Bist du stolz auf das, was ihr auf die Beine gestellt habt?
Ja, sehr! Ich erinnere mich noch gut, dass Jyoti anfangs nicht mehr als ein Traum von Jeanine war, und – Gott sei Dank – ist er in Erfüllung gegangen. Wir haben zuerst Tischdecken bestickt und kleine Kosmetiktäschchen genäht. Nach und nach sind wir professioneller geworden. Je hochwertiger unsere Produkte wurden, desto mehr haben wir verdient. Angefangen haben wir mit einem Tagessatz von 50 Rupien, und jetzt verdienen wir 250 Rupien am Tag.

Wie haben die Leute im Dorf auf die Werkstatt reagiert?
Mittlerweile fragen mich viele, ob hier bald eine Stelle frei werde. Ich muss sie dann immer vertrösten und an Schwester Lucy Priya verweisen.

Hat die Arbeit bei Jyoti dich persönlich verändert?
Ich bin als Frau stärker und stolzer geworden.
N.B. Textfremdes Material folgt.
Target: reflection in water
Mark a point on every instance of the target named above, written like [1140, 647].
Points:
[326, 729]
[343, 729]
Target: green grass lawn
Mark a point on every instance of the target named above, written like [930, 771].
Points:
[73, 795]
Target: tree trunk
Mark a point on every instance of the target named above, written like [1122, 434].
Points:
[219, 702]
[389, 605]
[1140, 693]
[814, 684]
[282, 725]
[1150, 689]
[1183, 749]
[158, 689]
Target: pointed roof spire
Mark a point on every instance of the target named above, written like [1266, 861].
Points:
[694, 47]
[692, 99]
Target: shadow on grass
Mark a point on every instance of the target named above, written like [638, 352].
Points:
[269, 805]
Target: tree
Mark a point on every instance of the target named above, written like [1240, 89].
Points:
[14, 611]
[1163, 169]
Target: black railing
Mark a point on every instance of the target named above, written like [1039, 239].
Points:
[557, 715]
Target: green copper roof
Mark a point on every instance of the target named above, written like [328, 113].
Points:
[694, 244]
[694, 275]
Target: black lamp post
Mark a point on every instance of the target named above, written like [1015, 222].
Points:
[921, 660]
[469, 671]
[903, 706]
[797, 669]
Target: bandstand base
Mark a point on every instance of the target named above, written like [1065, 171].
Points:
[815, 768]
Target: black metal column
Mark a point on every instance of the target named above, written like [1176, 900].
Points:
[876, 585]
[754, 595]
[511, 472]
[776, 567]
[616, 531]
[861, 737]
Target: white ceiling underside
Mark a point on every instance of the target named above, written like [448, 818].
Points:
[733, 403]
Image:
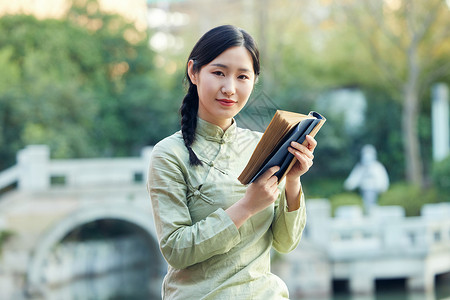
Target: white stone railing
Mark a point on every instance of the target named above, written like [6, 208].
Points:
[385, 232]
[35, 171]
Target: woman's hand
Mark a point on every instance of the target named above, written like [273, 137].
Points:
[304, 156]
[259, 195]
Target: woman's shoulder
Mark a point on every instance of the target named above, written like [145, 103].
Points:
[172, 145]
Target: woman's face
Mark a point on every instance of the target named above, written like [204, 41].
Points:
[224, 85]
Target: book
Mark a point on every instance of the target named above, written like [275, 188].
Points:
[272, 149]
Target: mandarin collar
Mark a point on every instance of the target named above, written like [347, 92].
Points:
[214, 133]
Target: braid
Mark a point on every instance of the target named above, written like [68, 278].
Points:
[188, 111]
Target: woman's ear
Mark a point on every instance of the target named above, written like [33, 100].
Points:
[192, 74]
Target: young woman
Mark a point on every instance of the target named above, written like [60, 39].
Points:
[215, 233]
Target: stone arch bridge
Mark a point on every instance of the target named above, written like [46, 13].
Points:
[44, 200]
Ich habe jetzt zum Beispiel ein eigenes Konto und gehe allein zur Bank im Dorf und habe keine Angst mehr davor. Bis vor einigen Jahren bin ich fast überhaupt nicht aus dem Haus gegangen. Jetzt bin ich mit anderen Teamfrauen sogar in größere Städte wie Gulbarga, Hyderabad oder Ahmedabad gefahren und heil zurückgekommen. (lacht)
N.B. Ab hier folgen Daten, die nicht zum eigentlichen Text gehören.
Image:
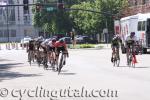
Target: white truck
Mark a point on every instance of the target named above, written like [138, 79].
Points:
[140, 24]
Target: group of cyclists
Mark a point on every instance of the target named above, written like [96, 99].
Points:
[47, 51]
[130, 43]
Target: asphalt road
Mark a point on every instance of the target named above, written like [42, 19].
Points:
[88, 75]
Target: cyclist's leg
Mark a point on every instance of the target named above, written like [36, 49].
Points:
[117, 51]
[113, 51]
[127, 54]
[57, 51]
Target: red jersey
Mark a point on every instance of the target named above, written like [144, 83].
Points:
[59, 44]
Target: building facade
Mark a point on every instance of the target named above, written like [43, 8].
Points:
[137, 6]
[16, 21]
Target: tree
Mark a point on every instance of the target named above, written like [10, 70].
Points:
[89, 22]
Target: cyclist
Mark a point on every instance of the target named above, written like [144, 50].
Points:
[51, 48]
[60, 45]
[30, 48]
[130, 41]
[116, 41]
Bald soll das Team größer werden. Eine gute Idee?
Ja, wir sollten noch viel mehr Frauen eine Chance geben. Allerdings wäre es gut, wenn sie schon ein Mindestmaß an Bildung und handwerklichen Fähigkeiten mitbringen. Ich habe Jeanine geraten, vor allem denjenigen zu helfen, denen es am schlechtesten geht. Mein Traum ist es, dass alle Frauen aus Chittapur hier arbeiten können. Jeanine wird dann Fabrikbesitzerin sein. (lacht)

Möchtest du in Chittapur alt werden?
Seit der Heirat bin ich hier zu Hause. Mein ältester Sohn arbeitet bei einem Schneider im Dorf, der jüngere ist Mechaniker. Meine älteste Tochter lebt mit ihrer Familie im Nachbardorf. Sie hat einen guten Ehemann und ist glücklich. Ich möchte hier bei ihnen bleiben.